Rehearsals for Living
Author: Robyn Maynard
Publisher: Haymarket Books
Total Pages: 291
Release: 2022-06-28
Genre: Social Science
ISBN: 1642597155

Download Rehearsals for Living Book in PDF, Epub and Kindle

Amid the overlapping crises of a pandemic, ecological disaster, and global capitalism, two leading Black and Indigenous feminist theorists ask one another: what do liberated lands, minds, and bodies look like? These letters are part debate, part dialogue, and part lively and detailed familial correspondence between two razor-sharp thinkers, sending notes to each other during a stormy present. Featuring a foreword by Ruth Wilson Gilmore and an afterword by Robin D.G. Kelley.
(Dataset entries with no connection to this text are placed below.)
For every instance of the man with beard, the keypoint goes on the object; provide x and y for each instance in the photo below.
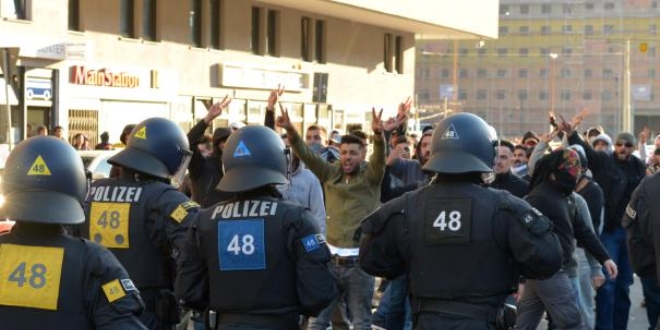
(352, 191)
(206, 170)
(504, 177)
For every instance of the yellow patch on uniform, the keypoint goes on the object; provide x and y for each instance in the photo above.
(30, 276)
(141, 133)
(39, 167)
(109, 223)
(113, 290)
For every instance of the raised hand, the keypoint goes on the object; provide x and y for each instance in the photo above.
(376, 121)
(274, 96)
(215, 109)
(283, 119)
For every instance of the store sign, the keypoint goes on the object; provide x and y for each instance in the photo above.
(81, 75)
(236, 75)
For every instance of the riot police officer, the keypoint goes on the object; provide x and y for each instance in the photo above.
(463, 244)
(49, 280)
(258, 261)
(142, 218)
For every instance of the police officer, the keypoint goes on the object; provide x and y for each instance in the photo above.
(257, 262)
(49, 280)
(463, 244)
(142, 218)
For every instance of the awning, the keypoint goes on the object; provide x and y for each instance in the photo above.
(13, 100)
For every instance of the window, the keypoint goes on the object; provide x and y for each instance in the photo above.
(589, 30)
(127, 19)
(196, 23)
(546, 8)
(482, 73)
(524, 9)
(387, 52)
(608, 28)
(306, 39)
(256, 31)
(398, 54)
(319, 41)
(149, 21)
(481, 94)
(545, 30)
(462, 73)
(215, 24)
(74, 15)
(271, 40)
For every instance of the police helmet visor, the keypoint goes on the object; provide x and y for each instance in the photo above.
(140, 161)
(246, 178)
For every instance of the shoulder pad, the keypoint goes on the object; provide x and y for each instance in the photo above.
(529, 217)
(375, 221)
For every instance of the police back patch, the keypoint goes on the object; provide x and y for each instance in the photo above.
(312, 242)
(448, 221)
(241, 245)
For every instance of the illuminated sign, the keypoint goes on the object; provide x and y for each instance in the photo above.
(103, 77)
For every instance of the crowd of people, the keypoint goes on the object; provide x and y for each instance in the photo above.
(272, 228)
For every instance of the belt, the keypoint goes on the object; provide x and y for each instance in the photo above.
(464, 309)
(272, 321)
(344, 261)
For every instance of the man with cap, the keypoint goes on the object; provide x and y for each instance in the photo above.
(206, 171)
(618, 174)
(49, 280)
(462, 244)
(258, 261)
(142, 218)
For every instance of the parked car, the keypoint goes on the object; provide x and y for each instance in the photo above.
(96, 161)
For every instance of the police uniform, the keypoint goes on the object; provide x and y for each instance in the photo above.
(463, 245)
(49, 280)
(256, 262)
(142, 219)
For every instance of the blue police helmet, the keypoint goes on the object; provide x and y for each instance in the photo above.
(44, 181)
(461, 143)
(254, 156)
(156, 146)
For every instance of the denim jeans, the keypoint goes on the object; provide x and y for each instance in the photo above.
(357, 289)
(557, 296)
(652, 297)
(613, 297)
(393, 311)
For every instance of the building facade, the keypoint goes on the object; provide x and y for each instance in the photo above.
(96, 65)
(566, 56)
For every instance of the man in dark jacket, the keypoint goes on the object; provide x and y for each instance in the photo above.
(206, 171)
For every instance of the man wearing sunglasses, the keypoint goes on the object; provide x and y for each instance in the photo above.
(618, 174)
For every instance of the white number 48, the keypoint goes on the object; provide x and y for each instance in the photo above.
(454, 223)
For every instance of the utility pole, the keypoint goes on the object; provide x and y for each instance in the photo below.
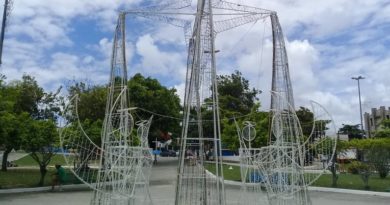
(3, 25)
(360, 101)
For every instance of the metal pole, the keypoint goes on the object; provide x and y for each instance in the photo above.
(3, 29)
(360, 101)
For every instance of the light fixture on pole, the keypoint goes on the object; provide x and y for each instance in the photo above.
(360, 101)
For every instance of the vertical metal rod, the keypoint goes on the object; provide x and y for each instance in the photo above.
(3, 29)
(360, 101)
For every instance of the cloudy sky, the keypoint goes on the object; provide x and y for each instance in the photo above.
(328, 42)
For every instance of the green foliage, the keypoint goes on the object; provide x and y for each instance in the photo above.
(384, 132)
(306, 118)
(150, 95)
(237, 100)
(39, 139)
(235, 94)
(376, 152)
(353, 131)
(92, 103)
(357, 167)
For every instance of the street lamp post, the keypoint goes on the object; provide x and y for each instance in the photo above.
(360, 101)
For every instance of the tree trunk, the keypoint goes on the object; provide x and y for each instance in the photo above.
(43, 170)
(5, 159)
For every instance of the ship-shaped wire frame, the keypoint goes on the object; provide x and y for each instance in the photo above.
(291, 161)
(119, 169)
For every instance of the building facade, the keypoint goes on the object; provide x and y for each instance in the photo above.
(372, 121)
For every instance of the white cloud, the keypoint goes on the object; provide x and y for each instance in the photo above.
(329, 41)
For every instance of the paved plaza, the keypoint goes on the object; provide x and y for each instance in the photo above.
(163, 190)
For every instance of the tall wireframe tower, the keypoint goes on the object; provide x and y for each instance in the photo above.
(201, 131)
(121, 166)
(282, 166)
(194, 184)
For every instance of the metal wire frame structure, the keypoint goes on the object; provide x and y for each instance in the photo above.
(119, 169)
(201, 131)
(288, 165)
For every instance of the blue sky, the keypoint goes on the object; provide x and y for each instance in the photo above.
(328, 42)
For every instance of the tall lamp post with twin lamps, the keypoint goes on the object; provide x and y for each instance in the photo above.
(360, 101)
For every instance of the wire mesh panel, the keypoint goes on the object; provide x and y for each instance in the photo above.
(118, 170)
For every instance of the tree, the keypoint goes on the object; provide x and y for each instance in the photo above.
(235, 95)
(10, 121)
(151, 97)
(352, 131)
(28, 108)
(384, 132)
(306, 118)
(92, 101)
(39, 139)
(376, 152)
(238, 101)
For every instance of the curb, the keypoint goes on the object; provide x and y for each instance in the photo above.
(349, 191)
(44, 189)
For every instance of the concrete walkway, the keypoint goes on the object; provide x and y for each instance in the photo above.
(162, 183)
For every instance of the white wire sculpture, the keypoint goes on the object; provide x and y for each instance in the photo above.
(291, 161)
(118, 171)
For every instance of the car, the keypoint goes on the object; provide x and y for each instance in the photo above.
(168, 153)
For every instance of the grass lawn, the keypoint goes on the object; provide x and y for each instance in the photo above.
(29, 161)
(18, 178)
(354, 181)
(345, 181)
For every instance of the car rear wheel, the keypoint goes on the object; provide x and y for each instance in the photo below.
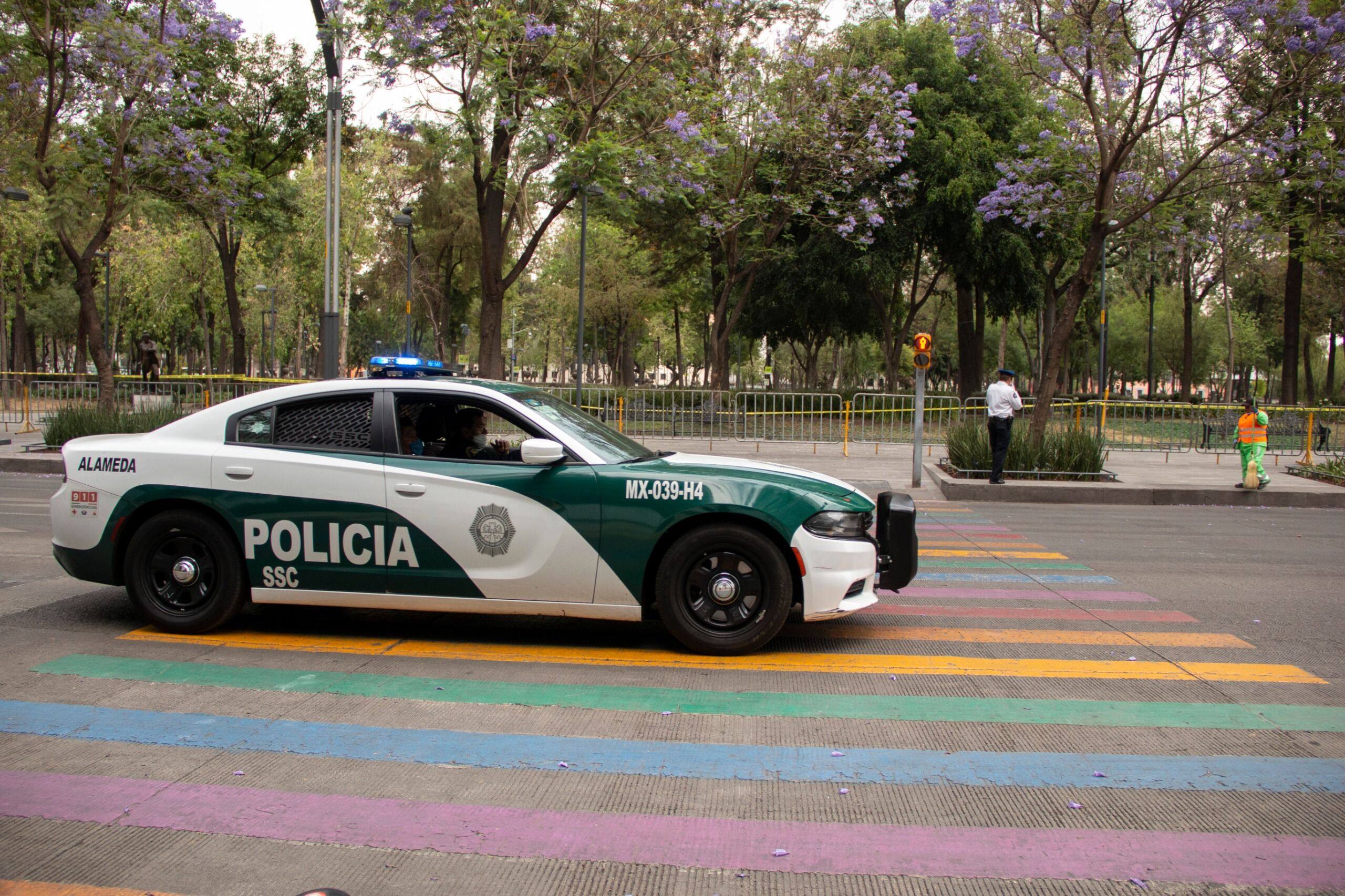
(724, 590)
(185, 574)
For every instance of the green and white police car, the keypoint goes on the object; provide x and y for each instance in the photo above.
(374, 493)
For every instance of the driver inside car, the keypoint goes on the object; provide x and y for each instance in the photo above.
(471, 440)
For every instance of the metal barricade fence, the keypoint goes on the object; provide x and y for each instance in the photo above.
(1144, 425)
(677, 413)
(889, 419)
(599, 401)
(188, 397)
(790, 416)
(11, 401)
(49, 396)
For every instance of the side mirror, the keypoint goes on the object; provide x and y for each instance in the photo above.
(541, 451)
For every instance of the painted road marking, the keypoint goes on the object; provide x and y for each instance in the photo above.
(1009, 555)
(673, 759)
(1024, 593)
(1029, 612)
(682, 841)
(764, 661)
(1046, 579)
(1004, 545)
(997, 564)
(712, 703)
(44, 888)
(1020, 635)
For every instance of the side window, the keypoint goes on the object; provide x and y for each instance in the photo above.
(256, 428)
(344, 423)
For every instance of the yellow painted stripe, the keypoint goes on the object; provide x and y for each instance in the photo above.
(1004, 555)
(42, 888)
(1020, 635)
(764, 661)
(988, 545)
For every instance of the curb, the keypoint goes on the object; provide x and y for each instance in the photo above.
(32, 463)
(1121, 494)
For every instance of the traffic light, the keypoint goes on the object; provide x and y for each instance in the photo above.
(925, 350)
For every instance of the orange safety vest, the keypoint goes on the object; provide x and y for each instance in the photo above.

Feminist Activism in Academia

Feminist Activism in Academia
Author: Ellen C. Mayock
Publisher: McFarland
Total Pages: 209
Release: 2014-01-10
Genre: Social Science
ISBN: 0786457708

Download Feminist Activism in Academia Book in PDF, Epub and Kindle

The eleven essays making up this book unite scholars from various disciplines to explore how feminists live, survive, and thrive in academia. The pieces investigate innovative ways that women academics occupy the space of the Academy as real living bodies while resisting being judged, devalued, or valued on the basis of their biological bodies. Specific themes include abortion rights activism, authority in the classroom, feminist mentoring, the role of women's studies programs, division of labor, and the role of theater and performance in enacting lasting change.

Bodies on the Front Lines

Bodies on the Front Lines
Author: Brenda Werth
Publisher: University of Michigan Press
Total Pages: 471
Release: 2024
Genre: History
ISBN: 0472056735

Download Bodies on the Front Lines Book in PDF, Epub and Kindle

Performances as feminist, queer, and trans activism, from theater and flash mobs to street protests and online manifestos

Legitimization of Mormon Feminist Rhetors

Legitimization of Mormon Feminist Rhetors
Author: Tiffany D. Kinney
Publisher: Rowman & Littlefield
Total Pages: 245
Release: 2021-11-10
Genre: Language Arts & Disciplines
ISBN: 1793605866

Download Legitimization of Mormon Feminist Rhetors Book in PDF, Epub and Kindle

Legitimization of Mormon Feminist Rhetors studies how marginalized groups use rhetorical strategies to craft legitimacy for themselves. Kinney uses archival research to parse the rhetorical devices employed by Mormon feminist women. The author assumes a pan-historical methodology by examining four unique examples of notable Mormon feminist rhetors that stretch across the 191-year history of this religion: Emmeline B. Wells (1828–1921), Fawn Brodie (1915–1981), Sonia Johnson (1936–present), and Kate Kelly (1980–present). Backed by intensive analysis, the author finds that Mormon feminist women take up the ancient rhetorical canons as a heuristic to cultivate a position of authority for themselves: Wells employs arrangement patterns, Brodie engages with memory, Johnson draws upon invention practices, and Kelly applies delivery strategies. Scholars and students of communication, rhetoric, religion, and women’s studies will find this book particularly interesting.